Change data capture with Delta Live Tables

Note

This article describes how to update tables in your Delta Live Tables pipeline based on changes in source data. To learn how to record and query row-level change information for Delta tables, see Change data feed.

Preview

Delta Live Tables support for SCD type 2 is in Public Preview.

You can use change data capture (CDC) in Delta Live Tables to update tables based on changes in source data. CDC is supported in the Delta Live Tables SQL and Python interfaces. Delta Live Tables supports updating tables with slowly changing dimensions (SCD) type 1 and type 2:

  • Use SCD type 1 to update records directly. History is not retained for records that are updated.

  • Use SCD type 2 to retain the history of all updates to records.

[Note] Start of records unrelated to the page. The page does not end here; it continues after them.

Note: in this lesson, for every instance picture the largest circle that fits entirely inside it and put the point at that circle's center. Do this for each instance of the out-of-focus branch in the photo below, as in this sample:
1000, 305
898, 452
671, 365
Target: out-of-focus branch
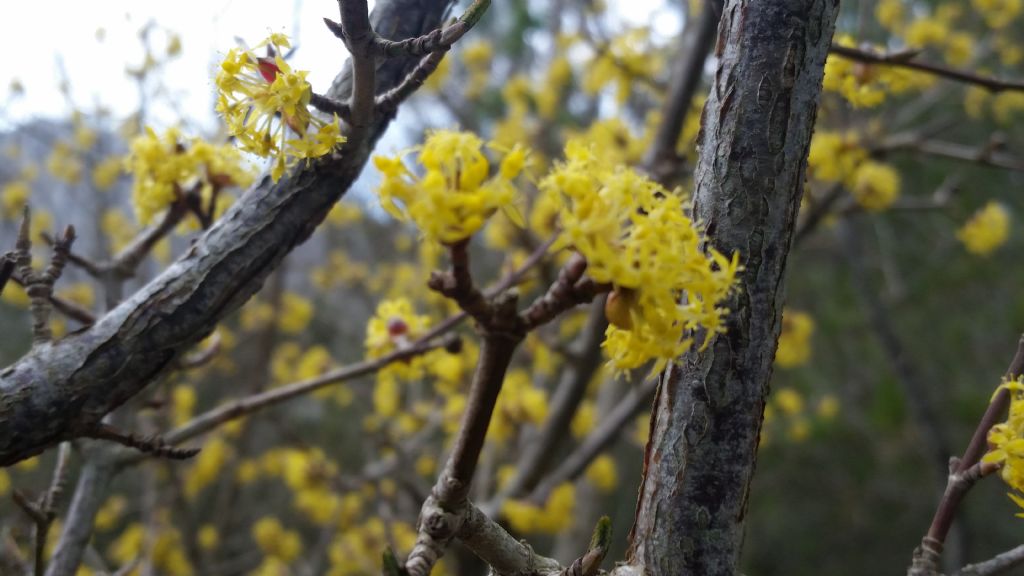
90, 492
564, 403
985, 155
928, 554
906, 59
6, 270
663, 161
210, 420
597, 441
1000, 564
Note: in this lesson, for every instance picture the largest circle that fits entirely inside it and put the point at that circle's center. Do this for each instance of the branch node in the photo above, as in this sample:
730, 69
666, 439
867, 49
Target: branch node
153, 445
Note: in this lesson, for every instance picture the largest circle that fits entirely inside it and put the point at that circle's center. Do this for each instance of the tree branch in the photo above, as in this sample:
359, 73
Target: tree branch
663, 160
143, 336
905, 59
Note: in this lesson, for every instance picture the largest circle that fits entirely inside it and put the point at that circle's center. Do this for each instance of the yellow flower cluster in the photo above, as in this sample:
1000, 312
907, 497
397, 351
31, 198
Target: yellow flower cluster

To represent the effective period of a change, SCD Type 2 stores every change with the generated __START_AT and __END_AT columns. Delta Live Tables uses the column specified by SEQUENCE BY in SQL or sequence_by in Python to generate the __START_AT and __END_AT columns.

Note

The data type of the __START_AT and __END_AT columns is the same as the data type of the specified SEQUENCE BY field.

SQL

Use the APPLY CHANGES INTO statement to use Delta Live Tables CDC functionality:

APPLY CHANGES INTO LIVE.table_name
FROM source
KEYS (keys)
[WHERE condition]
[IGNORE NULL UPDATES]
[APPLY AS DELETE WHEN condition]
[APPLY AS TRUNCATE WHEN condition]
SEQUENCE BY orderByColumn
[COLUMNS {columnList | * EXCEPT (exceptColumnList)}]
[STORED AS {SCD TYPE 1 | SCD TYPE 2}]

Clauses

KEYS

The column or combination of columns that uniquely identify a row in the source data. This is used to identify which CDC events apply to specific records in the target table.

This clause is required.

WHERE

A condition applied to both source and target to trigger optimizations such as partition pruning. This condition cannot be used to drop source rows; all CDC rows in the source must satisfy this condition or an error is thrown. Using the WHERE clause is optional and should be used when your processing requires specific optimizations.

This clause is optional.

IGNORE NULL UPDATES

Allow ingesting updates containing a subset of the target columns. When a CDC event matches an existing row and IGNORE NULL UPDATES is specified, columns with a null will retain their existing values in the target. This also applies to nested columns with a value of null.

This clause is optional.

The default is to overwrite existing columns with null values.

APPLY AS DELETE WHEN

Specifies when a CDC event should be treated as a DELETE rather than an upsert. To handle out-of-order data, the deleted row is temporarily retained as a tombstone in the underlying Delta table, and a view is created in the metastore that filters out these tombstones. The retention interval can be configured with the pipelines.cdc.tombstoneGCThresholdInSeconds table property.

This clause is optional.

APPLY AS TRUNCATE WHEN

Specifies when a CDC event should be treated as a full table TRUNCATE. Because this clause triggers a full truncate of the target table, it should be used only for specific use cases requiring this functionality.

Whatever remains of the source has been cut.